The following month at Rock Bottom: In Your House, the newly minted "corporate champion" Rock took on the McMahon outcast Mankind.
Though Mankind won the bout, he did not win the title, as per Vince McMahon, The Rock was neither pinned nor made to submit. It did not stop Foley from demanding one more match with The Rock for the WWF Championship. On the January 4, 1999 RAW (taped about a week earlier), McMahon denied his request, saying he had blown his chances. But he could qualify for the Royal Rumble and get his title shot that way, but first, he had to beat his new ally Triple H with Shane McMahon as guest referee.
Triple H got a fast count victory over Mankind, and moments after, Foley went over the edge. After a Triple H pedigree to Shane McMahon, Mankind had Shane in a Rings of Saturn-type submission and would not release him or the hold until Vince granted Mankind a title match later on in the show. Vince reluctantly complied. The closing moments are some of the most iconic in WWE history.

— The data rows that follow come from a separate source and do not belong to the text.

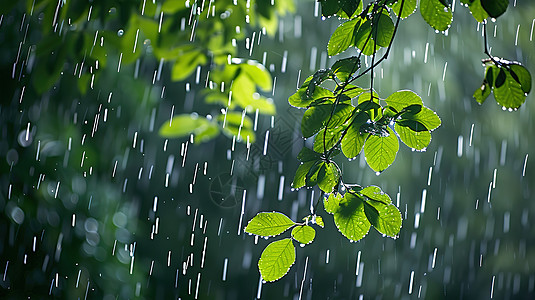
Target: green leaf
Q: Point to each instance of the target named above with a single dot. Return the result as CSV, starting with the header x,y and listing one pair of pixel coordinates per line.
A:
x,y
186,64
327,138
401,99
184,125
415,140
301,173
385,218
308,155
409,7
258,74
314,119
375,193
350,218
300,98
303,234
383,30
319,221
381,151
332,202
239,125
521,75
509,94
277,259
354,140
342,37
436,14
495,8
425,117
343,68
269,224
318,77
478,12
328,177
342,113
482,93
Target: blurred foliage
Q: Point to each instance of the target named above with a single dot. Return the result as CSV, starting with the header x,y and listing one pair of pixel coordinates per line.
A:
x,y
152,222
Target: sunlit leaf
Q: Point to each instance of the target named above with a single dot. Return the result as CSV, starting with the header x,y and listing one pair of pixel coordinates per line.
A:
x,y
343,68
353,141
409,7
401,99
329,177
184,125
303,234
380,151
269,224
509,94
327,138
258,74
307,154
415,140
521,75
350,218
436,14
332,202
383,217
301,99
319,221
478,12
276,260
342,37
495,8
375,193
314,119
300,175
186,64
482,93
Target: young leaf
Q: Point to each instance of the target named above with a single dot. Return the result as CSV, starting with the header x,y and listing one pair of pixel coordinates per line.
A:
x,y
186,64
307,155
301,99
314,119
354,140
327,138
401,99
269,224
509,94
185,124
343,68
426,117
385,218
383,30
375,193
276,260
319,221
318,77
258,74
495,8
332,202
301,173
521,75
303,234
436,14
409,7
381,151
342,37
350,218
482,93
415,140
478,12
329,177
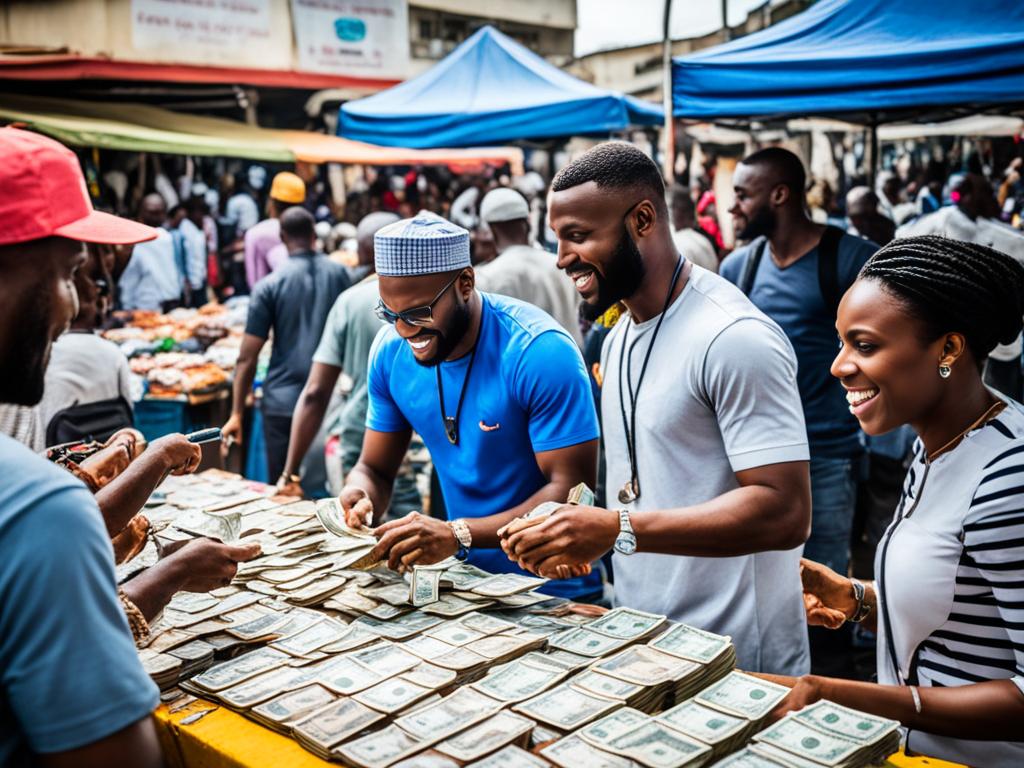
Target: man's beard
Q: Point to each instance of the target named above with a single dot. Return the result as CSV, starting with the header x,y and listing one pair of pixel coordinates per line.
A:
x,y
621,280
28,354
448,339
762,223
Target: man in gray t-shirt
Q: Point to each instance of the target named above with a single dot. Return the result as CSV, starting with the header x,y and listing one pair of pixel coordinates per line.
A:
x,y
706,445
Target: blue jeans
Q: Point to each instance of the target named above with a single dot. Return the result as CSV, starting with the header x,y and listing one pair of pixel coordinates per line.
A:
x,y
833,503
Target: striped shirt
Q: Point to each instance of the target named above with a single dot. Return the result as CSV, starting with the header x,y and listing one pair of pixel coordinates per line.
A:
x,y
950,570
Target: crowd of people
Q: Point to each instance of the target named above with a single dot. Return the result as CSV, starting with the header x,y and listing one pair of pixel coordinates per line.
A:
x,y
741,459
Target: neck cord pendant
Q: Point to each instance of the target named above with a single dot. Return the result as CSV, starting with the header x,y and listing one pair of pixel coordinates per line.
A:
x,y
631,489
452,422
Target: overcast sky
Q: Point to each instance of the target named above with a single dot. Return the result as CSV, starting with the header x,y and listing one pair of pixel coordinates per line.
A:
x,y
614,24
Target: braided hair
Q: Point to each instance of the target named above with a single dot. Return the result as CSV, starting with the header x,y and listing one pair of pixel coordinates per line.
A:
x,y
953,286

The Rock, none too happy about losing his championship on a night he wasn't even scheduled to compete, demanded a rematch. Foley was none too giving about a title shot until The Rock said he quits thinking about ideas for getting a rematch. The Rock stumbled onto the idea in this classic promo, and Foley accepted the match for the 1999 Royal Rumble event. The I Quit match is immortalized in the movie released later that year Beyond the Mat.
The Rock had won the WWF Championship for the second time, but he had little time to enjoy his victory. The $100,000 bounty placed on Stone Cold Steve Austin's elimination from the Royal Rumble went unclaimed, so Mr. McMahon awarded the prize to The Rock. But he never got to enjoy the money, as Mankind stole the money and threw out a portion of the reward to the crowd. Mankind promised to give it back under the condition that The Rock give Mankind his rightful rematch...in an empty arena. The match, taped two days after the Royal Rumble, took place in the Tuscon Arena in Tucson, Arizona, and was broadcast during halftime of Super Bowl XXXIV.

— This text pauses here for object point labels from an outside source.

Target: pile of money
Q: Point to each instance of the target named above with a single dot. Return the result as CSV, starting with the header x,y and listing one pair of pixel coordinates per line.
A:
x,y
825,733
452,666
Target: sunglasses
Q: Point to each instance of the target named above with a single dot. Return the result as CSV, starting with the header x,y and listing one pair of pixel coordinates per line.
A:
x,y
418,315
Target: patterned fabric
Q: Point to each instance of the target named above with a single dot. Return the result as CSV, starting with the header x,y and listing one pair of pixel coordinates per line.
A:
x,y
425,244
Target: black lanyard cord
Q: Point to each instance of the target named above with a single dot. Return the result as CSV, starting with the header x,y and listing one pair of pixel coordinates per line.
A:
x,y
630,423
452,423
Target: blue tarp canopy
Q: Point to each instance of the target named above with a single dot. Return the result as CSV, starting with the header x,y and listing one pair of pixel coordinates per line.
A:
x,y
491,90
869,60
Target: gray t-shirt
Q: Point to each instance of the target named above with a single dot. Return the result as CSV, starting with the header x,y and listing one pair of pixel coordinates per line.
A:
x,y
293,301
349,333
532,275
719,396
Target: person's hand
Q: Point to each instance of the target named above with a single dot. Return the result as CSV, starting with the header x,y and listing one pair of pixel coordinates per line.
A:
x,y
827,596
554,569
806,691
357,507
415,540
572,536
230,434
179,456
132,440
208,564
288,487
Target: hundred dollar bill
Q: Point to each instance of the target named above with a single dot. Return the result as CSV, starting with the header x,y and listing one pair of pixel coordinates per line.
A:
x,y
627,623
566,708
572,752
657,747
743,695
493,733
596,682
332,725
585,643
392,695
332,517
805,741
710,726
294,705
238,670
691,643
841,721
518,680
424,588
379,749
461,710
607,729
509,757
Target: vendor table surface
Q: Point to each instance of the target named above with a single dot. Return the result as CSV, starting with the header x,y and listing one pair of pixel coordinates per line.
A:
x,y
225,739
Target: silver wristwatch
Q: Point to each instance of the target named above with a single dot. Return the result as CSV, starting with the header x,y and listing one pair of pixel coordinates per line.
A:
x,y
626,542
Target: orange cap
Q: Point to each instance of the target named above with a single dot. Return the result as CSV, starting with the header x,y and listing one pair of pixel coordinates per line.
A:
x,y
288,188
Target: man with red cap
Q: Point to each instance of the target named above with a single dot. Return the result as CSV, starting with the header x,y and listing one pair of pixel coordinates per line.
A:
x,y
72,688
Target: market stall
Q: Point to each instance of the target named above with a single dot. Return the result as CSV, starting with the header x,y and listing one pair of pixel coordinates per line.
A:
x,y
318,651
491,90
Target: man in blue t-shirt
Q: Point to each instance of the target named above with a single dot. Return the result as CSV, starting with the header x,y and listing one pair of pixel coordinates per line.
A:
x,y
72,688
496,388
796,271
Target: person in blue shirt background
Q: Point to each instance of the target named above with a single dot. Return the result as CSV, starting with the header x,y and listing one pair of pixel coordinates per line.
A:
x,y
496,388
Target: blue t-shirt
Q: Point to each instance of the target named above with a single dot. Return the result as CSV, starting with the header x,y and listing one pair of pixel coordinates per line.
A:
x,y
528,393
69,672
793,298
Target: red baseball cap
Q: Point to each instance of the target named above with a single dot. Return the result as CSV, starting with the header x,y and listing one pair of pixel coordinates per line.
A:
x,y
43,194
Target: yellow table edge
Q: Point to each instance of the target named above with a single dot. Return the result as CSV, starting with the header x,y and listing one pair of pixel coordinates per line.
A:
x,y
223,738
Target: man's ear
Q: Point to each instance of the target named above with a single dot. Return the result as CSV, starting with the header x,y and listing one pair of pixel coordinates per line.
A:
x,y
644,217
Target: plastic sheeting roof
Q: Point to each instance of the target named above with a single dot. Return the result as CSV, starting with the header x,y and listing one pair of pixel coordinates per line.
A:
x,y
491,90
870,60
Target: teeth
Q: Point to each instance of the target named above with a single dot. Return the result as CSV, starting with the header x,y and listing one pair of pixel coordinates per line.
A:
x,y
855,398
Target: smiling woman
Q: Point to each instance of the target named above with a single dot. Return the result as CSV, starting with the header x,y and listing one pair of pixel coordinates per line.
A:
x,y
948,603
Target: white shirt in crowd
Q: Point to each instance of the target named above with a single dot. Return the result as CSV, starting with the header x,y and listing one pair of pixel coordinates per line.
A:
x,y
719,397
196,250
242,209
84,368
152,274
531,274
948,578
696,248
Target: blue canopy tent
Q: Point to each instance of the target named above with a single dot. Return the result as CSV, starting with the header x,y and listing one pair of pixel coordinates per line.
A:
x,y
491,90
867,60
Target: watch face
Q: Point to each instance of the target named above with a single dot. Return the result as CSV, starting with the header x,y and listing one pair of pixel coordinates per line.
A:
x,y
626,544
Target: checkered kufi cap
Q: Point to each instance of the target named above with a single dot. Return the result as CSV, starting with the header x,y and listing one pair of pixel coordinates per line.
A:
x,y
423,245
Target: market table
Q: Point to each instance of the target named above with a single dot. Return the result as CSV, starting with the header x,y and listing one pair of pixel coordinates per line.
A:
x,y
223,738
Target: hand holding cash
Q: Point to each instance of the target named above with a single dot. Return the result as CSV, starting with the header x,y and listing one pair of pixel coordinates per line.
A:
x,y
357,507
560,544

Mankind got his title back, but, as had been the case in this rivalry, he had little time to enjoy it. Through four months of battles, nothing had been settled between the two. So it was on to St. Valentine's Day Massacre: In Your House, where a winner in this feud would finally be determined, and it would be done in a last man standing match, a bout where a winner would only be declared if his opponent can't answer a standing 10 count.
With Stone Cold Steve Austin defeating Vince McMahon in a steel cage match at Massacre, the stage was set for an Austin-Mankind Wrestlemania XV main event. But with three wins and a draw each in high-profile bouts dating back to Breakdown, nothing had been settled between The Rock and Mankind. So one final match between the two was commissioned to settle the matter once and for all: a ladder match between champion Mankind and challenger The Rock, with the winner getting the WWF Championship and being the likely opponent for Stone Cold Steve Austin at Wrestlemania.
With the assist from Paul "Big Show" Wight, The Rock became just the fourth man (Hulk Hogan, Bret Hart, and Shawn Michaels were the others) to win the WWF Championship three times (by comparison, four other men--Austin, Undertaker, Mankind, and Triple H--would have three title reigns by the next year). The win would set up the first Wrestlemania trilogy: The Rock versus Stone Cold Steve Austin.